Ela vem para as aulas por volta das oito e meia da manhã e vem sempre calma, varrendo o meio fio, naquele ritmo cadenciado de juntar a  areia junto às folhas e depois recolhê-las com a pá, jogando no carrinho.  Nossas aulas são sempre sobre filosofia européia, mais tarde passarei para a filosofia chinesa, e ela parece gostar muito. Discutimos sempre sobre os conceitos metafísicos, a origem do Homem e suas fraquezas, as virtudes os sonhos, as diferenças, o que significa a felicidade, e seus olhos sempre têm um brilho de interesse ao ouvir-me em meus discursos. Somente gostaria que ela participasse mais, que desse mais contribuições às idéias de Aristóteles, Spinoza, São Tomás de Aquino, mas seu raciocínio não é tão rápido, temo admitir, e contento-me a falar sozinha, não tem problema. Ao final sei que minha aluna irá para casa com grandes conceitos e ao cozinhar seu arroz, seu feijão, olhará com outros olhos para seus alimentos e seu casamento, o que já será significativo pois pensar o casamento não é tarefa para fracos. Já dei consultoria sentimental para dois alunos que  passam pelo calçadão lá pelo meio da manhã, dois altos servidores do governo, que há dois meses brigaram feio, todos perceberam, inclusive os pescadores. Eu os chamei reservadamente e com muito tato perguntei o que se passava e compreendi que o marido havia traído a mulher com  uma amiga do casal. Aconselhei-os a serem pacientes com esta fase de transição e senti que o divórcio era iminente, então eu mostrei a eles a importância de serem amigos, de não estafarem os familiares por causa do problema, que cuidassem dos filhos com atenção e eles ficaram agradecidos pelo meu interesse, se bem que não pareceram muito dispostos a efetivamente fazerem o que eu havia aconselhado, mas isto faz parte do ofício.

O ensino é dos ofícios mais nobres e percebi que não poderia voltar a ser acadêmica sem uma merecida especialização então munida da certeza de que só se filosofa em alemão fui fazer uma pós-graduação em Berlim.

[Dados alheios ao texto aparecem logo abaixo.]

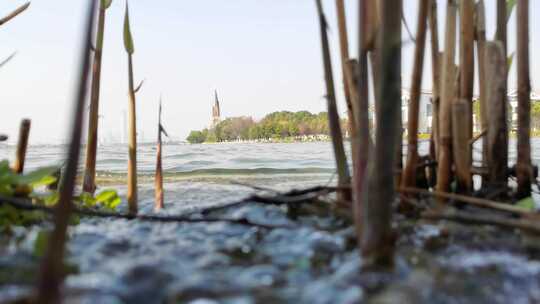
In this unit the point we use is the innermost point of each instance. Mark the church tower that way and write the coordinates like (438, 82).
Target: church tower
(216, 112)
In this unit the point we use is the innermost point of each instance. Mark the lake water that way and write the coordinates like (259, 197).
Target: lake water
(123, 261)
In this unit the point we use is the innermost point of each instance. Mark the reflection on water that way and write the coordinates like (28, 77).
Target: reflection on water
(124, 261)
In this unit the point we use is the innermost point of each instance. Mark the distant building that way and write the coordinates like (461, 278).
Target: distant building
(425, 113)
(216, 112)
(512, 100)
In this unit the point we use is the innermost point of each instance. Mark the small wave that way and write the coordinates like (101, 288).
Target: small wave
(112, 176)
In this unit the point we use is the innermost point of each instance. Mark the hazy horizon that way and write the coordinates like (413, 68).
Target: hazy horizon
(261, 56)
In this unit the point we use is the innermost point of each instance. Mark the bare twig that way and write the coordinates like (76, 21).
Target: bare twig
(25, 204)
(462, 217)
(15, 13)
(478, 202)
(52, 267)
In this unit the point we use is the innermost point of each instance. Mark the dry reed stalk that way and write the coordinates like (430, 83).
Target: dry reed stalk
(409, 173)
(361, 114)
(466, 60)
(22, 145)
(378, 238)
(524, 171)
(344, 52)
(15, 13)
(435, 72)
(333, 117)
(398, 146)
(89, 184)
(52, 267)
(444, 174)
(497, 133)
(463, 130)
(501, 31)
(159, 199)
(474, 201)
(460, 145)
(132, 124)
(480, 28)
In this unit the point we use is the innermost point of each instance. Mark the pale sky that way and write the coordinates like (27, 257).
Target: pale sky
(261, 55)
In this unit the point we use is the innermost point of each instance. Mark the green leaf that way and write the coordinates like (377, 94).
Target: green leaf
(40, 243)
(527, 204)
(510, 4)
(40, 177)
(106, 3)
(51, 199)
(128, 38)
(112, 204)
(106, 195)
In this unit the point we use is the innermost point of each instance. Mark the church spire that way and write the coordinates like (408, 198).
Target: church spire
(216, 103)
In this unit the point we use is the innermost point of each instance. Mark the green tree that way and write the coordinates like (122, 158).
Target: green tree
(196, 137)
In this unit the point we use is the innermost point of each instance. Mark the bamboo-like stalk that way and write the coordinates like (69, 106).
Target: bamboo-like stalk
(447, 93)
(159, 199)
(463, 130)
(15, 13)
(398, 147)
(501, 31)
(466, 60)
(409, 173)
(22, 144)
(435, 73)
(480, 27)
(344, 52)
(132, 124)
(89, 184)
(52, 267)
(497, 133)
(333, 117)
(361, 115)
(460, 144)
(524, 165)
(377, 241)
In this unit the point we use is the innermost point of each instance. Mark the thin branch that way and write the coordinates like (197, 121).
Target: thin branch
(413, 39)
(478, 202)
(139, 86)
(24, 204)
(465, 218)
(15, 13)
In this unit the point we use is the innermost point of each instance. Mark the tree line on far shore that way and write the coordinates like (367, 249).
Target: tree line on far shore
(276, 125)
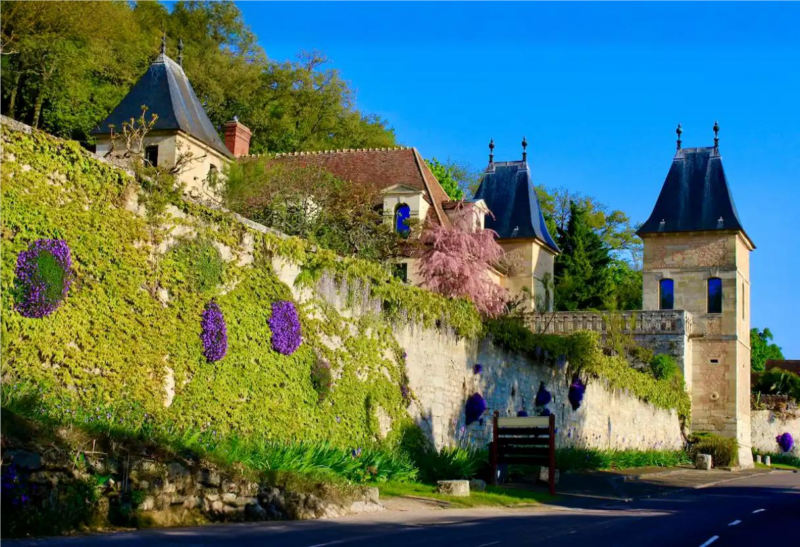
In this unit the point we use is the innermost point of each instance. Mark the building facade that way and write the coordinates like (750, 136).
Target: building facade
(697, 259)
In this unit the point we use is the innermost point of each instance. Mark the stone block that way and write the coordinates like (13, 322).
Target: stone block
(477, 485)
(703, 461)
(544, 475)
(453, 488)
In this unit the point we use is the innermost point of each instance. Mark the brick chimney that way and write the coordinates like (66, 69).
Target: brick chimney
(237, 138)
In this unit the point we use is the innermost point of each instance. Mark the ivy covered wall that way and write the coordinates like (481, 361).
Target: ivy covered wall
(127, 345)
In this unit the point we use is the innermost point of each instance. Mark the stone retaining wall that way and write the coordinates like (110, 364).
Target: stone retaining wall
(440, 370)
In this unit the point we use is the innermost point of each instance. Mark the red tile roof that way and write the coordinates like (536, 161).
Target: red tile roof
(380, 168)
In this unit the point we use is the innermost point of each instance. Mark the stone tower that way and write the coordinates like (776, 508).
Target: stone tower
(697, 258)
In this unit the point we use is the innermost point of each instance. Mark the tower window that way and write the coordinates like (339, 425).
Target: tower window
(401, 215)
(715, 295)
(151, 156)
(666, 291)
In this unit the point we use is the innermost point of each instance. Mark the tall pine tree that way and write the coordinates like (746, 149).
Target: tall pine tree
(583, 276)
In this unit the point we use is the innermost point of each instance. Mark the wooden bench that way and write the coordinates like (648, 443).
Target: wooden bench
(529, 440)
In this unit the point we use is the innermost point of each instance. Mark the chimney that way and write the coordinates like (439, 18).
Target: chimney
(237, 138)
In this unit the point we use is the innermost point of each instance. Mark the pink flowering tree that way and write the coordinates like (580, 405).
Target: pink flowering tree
(456, 261)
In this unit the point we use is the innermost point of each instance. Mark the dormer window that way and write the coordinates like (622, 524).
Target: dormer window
(151, 156)
(401, 215)
(715, 295)
(666, 289)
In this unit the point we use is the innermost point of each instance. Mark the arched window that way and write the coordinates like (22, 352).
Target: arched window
(401, 214)
(666, 292)
(715, 295)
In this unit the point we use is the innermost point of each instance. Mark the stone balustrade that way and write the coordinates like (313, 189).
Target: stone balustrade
(632, 322)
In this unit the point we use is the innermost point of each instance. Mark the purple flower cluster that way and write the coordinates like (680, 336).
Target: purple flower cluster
(285, 327)
(576, 391)
(543, 397)
(215, 333)
(43, 277)
(785, 441)
(475, 407)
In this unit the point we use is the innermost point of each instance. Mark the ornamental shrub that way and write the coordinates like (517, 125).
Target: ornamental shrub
(475, 407)
(576, 391)
(215, 333)
(785, 441)
(663, 367)
(724, 450)
(285, 327)
(42, 277)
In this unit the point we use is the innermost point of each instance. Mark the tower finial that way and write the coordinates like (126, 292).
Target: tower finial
(716, 134)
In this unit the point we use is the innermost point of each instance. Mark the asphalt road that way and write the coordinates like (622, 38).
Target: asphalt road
(761, 510)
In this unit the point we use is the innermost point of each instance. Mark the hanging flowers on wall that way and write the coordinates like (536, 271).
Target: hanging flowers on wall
(785, 441)
(543, 397)
(215, 333)
(576, 391)
(43, 278)
(285, 327)
(475, 407)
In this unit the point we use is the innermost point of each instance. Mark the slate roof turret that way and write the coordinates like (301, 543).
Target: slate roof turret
(166, 91)
(507, 188)
(695, 196)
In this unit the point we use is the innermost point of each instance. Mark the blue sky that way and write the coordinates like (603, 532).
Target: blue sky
(596, 87)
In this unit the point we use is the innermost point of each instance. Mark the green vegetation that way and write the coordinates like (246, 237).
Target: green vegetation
(663, 367)
(451, 176)
(581, 459)
(762, 349)
(492, 497)
(67, 64)
(724, 450)
(114, 345)
(586, 357)
(778, 382)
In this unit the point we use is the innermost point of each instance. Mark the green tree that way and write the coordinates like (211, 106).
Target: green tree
(762, 349)
(582, 275)
(447, 174)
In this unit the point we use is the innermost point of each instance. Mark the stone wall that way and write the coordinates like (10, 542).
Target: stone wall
(662, 331)
(766, 425)
(441, 375)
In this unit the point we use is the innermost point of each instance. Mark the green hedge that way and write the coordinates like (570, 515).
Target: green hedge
(585, 356)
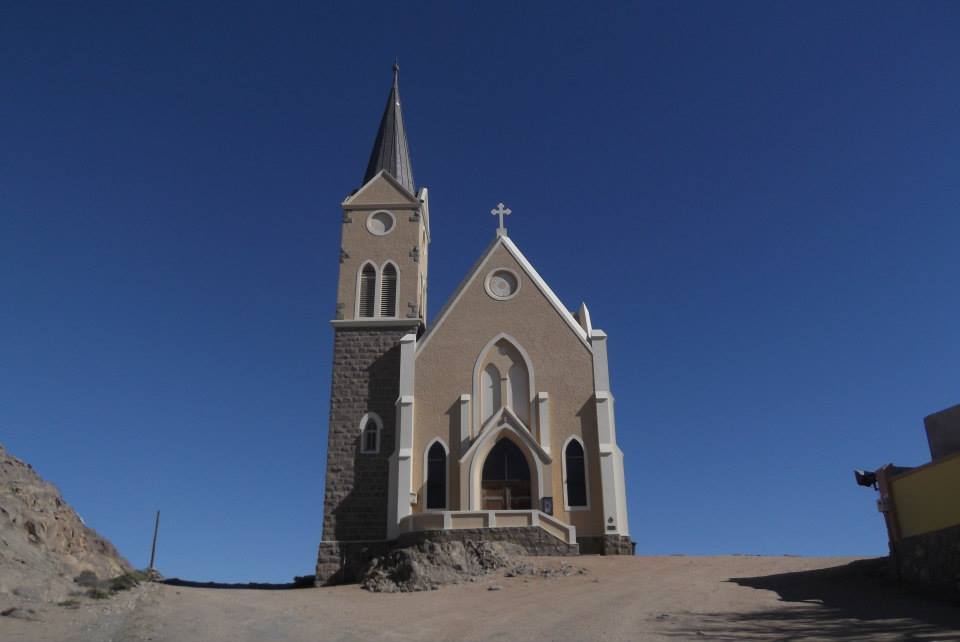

Cheguei bronzeada pelo sol da Praia da Costa e contrastei-me com todos os berlinenses já de sopetão, principalmente com a estátua viva toda pintada de branco em um pedestal na praça, pronta para ganhar umas moedinhas num chapéu virado de cabeça para baixo perto dela. Dei-lhe uma moeda de real e a estátua viva virou-se em minha direção agradecendo, ao que eu refiz seu gesto polidamente e continuei meu caminho até a escola de estudos avançados a dois blocos dali.  Quando cheguei fui muito bem recebida e na minha pasta fui corretamente identificada como acadêmica, o que me agradou deveras.